Di fronte a questi cambiamenti, le aziende importatrici devono mettere in campo una serie di azioni concrete, integrate e sistematiche. Ecco un elenco ordinato di attività prioritarie:

  • Verificare la soglia di esenzione: analizzare storici di importazione ed emissioni per stabilire la propria posizione.
  • Aggiornare la classificazione: mappare articoli ai nuovi codici TARIC e modificare i flussi documentali.
  • Calcolare le emissioni: utilizzare metodologie riconosciute e raccogliere dati dai fornitori per il calcolo del contenuto carbonico.
  • Adeguare i sistemi IT: aggiornare software doganali, ERP e moduli di importazione per supportare il nuovo flusso informativo.
  • Formare il personale: addestrare team doganali, acquisti e logistica sui nuovi obblighi e sulle modalità di rettifica.
  • Definire politiche di documentazione: creare un archivio delle prove che giustifichi esenzioni o correzioni in caso di verifica.

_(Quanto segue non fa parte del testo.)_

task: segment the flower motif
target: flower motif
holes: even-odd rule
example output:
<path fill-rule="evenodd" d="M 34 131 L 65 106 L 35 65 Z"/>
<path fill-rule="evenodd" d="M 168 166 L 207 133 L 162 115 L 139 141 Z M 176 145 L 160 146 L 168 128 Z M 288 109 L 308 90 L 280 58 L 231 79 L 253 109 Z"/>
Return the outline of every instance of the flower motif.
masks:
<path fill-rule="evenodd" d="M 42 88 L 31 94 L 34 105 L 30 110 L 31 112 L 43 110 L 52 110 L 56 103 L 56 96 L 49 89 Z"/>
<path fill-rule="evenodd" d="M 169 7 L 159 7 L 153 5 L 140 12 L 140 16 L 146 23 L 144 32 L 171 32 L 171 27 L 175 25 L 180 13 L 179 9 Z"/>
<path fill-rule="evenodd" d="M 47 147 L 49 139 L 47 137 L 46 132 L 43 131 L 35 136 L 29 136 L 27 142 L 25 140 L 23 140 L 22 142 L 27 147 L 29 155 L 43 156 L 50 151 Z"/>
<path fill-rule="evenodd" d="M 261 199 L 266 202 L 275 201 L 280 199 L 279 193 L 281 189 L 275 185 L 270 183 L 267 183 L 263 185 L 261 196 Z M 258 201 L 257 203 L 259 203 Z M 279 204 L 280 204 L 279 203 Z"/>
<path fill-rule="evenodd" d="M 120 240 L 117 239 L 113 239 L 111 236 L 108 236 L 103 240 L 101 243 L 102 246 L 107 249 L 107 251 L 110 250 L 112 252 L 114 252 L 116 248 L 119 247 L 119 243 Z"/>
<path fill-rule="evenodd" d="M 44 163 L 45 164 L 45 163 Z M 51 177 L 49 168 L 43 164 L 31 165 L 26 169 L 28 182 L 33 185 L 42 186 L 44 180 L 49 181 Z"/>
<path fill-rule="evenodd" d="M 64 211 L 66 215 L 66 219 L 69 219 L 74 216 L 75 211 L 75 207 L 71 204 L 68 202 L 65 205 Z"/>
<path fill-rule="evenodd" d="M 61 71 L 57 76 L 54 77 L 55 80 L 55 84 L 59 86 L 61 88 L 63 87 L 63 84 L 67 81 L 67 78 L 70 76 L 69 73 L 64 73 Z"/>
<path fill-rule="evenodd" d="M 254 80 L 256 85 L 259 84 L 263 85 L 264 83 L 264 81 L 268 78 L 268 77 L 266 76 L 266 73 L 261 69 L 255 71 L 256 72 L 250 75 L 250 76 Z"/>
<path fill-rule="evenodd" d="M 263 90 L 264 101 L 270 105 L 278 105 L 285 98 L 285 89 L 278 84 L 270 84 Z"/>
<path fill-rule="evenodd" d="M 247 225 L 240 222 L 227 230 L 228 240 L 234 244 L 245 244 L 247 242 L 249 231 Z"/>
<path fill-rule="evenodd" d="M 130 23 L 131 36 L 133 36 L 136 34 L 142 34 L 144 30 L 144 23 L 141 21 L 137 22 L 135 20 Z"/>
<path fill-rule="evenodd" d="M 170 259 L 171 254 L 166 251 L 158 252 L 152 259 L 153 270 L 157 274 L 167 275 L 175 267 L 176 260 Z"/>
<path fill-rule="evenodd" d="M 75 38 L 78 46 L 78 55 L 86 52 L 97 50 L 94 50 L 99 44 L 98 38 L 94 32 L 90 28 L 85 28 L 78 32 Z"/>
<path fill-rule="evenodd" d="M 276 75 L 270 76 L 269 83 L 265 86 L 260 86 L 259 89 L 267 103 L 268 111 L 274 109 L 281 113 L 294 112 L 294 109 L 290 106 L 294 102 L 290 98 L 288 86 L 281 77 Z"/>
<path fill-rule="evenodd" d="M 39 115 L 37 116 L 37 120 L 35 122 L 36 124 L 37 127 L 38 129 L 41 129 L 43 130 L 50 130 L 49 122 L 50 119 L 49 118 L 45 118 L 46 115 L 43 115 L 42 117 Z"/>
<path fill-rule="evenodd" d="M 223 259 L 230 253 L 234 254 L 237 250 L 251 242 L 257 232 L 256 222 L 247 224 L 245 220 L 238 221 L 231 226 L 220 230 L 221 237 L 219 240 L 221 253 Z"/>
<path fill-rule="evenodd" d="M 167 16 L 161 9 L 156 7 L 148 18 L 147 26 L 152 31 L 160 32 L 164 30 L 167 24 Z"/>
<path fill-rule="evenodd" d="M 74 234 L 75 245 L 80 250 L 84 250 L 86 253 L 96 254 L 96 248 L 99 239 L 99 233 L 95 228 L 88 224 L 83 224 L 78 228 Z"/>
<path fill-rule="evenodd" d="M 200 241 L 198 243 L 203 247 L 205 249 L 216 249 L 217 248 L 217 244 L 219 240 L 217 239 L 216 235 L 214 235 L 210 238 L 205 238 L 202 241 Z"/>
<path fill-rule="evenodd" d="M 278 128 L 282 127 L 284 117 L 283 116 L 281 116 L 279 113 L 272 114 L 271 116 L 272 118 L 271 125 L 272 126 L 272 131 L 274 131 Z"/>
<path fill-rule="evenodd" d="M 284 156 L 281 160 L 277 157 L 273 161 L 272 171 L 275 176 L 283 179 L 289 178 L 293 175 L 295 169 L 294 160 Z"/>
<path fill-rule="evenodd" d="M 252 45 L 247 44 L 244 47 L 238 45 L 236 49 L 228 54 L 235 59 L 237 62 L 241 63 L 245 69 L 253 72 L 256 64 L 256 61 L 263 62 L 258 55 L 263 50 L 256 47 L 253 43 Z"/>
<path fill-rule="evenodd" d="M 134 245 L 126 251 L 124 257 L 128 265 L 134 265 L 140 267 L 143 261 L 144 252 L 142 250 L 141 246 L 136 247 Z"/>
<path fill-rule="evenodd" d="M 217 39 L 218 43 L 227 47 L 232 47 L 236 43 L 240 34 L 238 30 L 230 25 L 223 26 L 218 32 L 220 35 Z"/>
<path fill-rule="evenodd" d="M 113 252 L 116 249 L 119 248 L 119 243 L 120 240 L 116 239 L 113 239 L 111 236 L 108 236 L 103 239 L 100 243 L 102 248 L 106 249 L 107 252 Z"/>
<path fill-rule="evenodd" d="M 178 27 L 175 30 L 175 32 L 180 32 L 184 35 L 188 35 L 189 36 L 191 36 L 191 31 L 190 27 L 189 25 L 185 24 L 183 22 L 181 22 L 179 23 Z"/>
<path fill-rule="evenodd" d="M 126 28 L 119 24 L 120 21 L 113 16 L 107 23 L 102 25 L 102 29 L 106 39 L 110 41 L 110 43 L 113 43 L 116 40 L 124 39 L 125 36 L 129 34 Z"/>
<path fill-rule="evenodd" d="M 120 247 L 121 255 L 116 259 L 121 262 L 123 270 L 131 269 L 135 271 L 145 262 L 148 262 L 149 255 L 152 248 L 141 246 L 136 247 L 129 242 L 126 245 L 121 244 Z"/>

Coinvolgimento della supply chain

Un elemento cruciale è la collaborazione con fornitori esteri. Molto spesso i dati necessari al calcolo delle emissioni sono in mano al produttore esportatore: fattori di emissione, mix energetico utilizzato, processi produttivi. Stabilire contratti che includano obblighi di trasmissione dei dati ambientali e utilizzare clausole contrattuali per la condivisione di informazioni affidabili diventa una priorità.

Rischi, opportunità e impatto sui costi

L’introduzione e l’aggiornamento del CBAM rappresentano sia rischi che opportunità. I rischi principali sono legati a errori di classificazione, mancata compliance e costi aggiuntivi dovuti a rettifiche, sanzioni o acquisto di certificati. Dall’altra parte, le aziende che investono nella misurazione accurata delle emissioni e nella certificazione dei fornitori possono trasformare l’adeguamento in un vantaggio competitivo: maggiore trasparenza lungo la filiera, riduzione delle emissioni e posizionamento premium per i clienti attenti alla sostenibilità.

Gestione finanziaria degli oneri CBAM

Dal punto di vista economico, è necessario prevedere budget per l’acquisto di eventuali certificati CBAM, per l’adeguamento dei sistemi e per la consulenza specialistica. Pianificare questi costi e integrare scenari nel budgeting aziendale evita sorprese e facilita la definizione dei prezzi di vendita quando gli oneri vengono trasferiti lungo la filiera.

Consigli pratici per una compliance efficace

Per chi opera nell’import il motto è: non aspettare. Ecco alcuni consigli pratici e facilmente attuabili per allinearsi alle novità ADM di agosto 2026:

  • Effettua una revisione completa dei flussi di importazione e identifica le merci critiche.
  • Avvia subito la mappatura dei codici TARIC aggiornati e testa le dichiarazioni in ambiente di simulazione.
  • Stabilisci accordi di raccolta dati con i fornitori e definisci formati standard per i fattori di emissione.
  • Prepara un dossier per ogni rettifica possibile: documenti, date, calcoli e responsabili interni.
  • Coinvolgi l’ufficio legale e il consulente doganale per interpretare correttamente le comunicazioni ADM.

Le misure operative introdotte da ADM nell’agosto 2026 richiedono una risposta rapida e coordinata da parte di tutti gli attori coinvolti nella catena logistica. Adeguare sistemi, processi e contratti non è soltanto una questione di conformità normativa: è un’opportunità per migliorare la visibilità delle emissioni lungo la supply chain e per progettare strategie di riduzione più efficaci. La capacità di adattamento e la qualità delle informazioni scambiate con fornitori e autorità doganali faranno la differenza tra un semplice adempimento burocratico e una leva strategica per la sostenibilità e la competitività aziendale.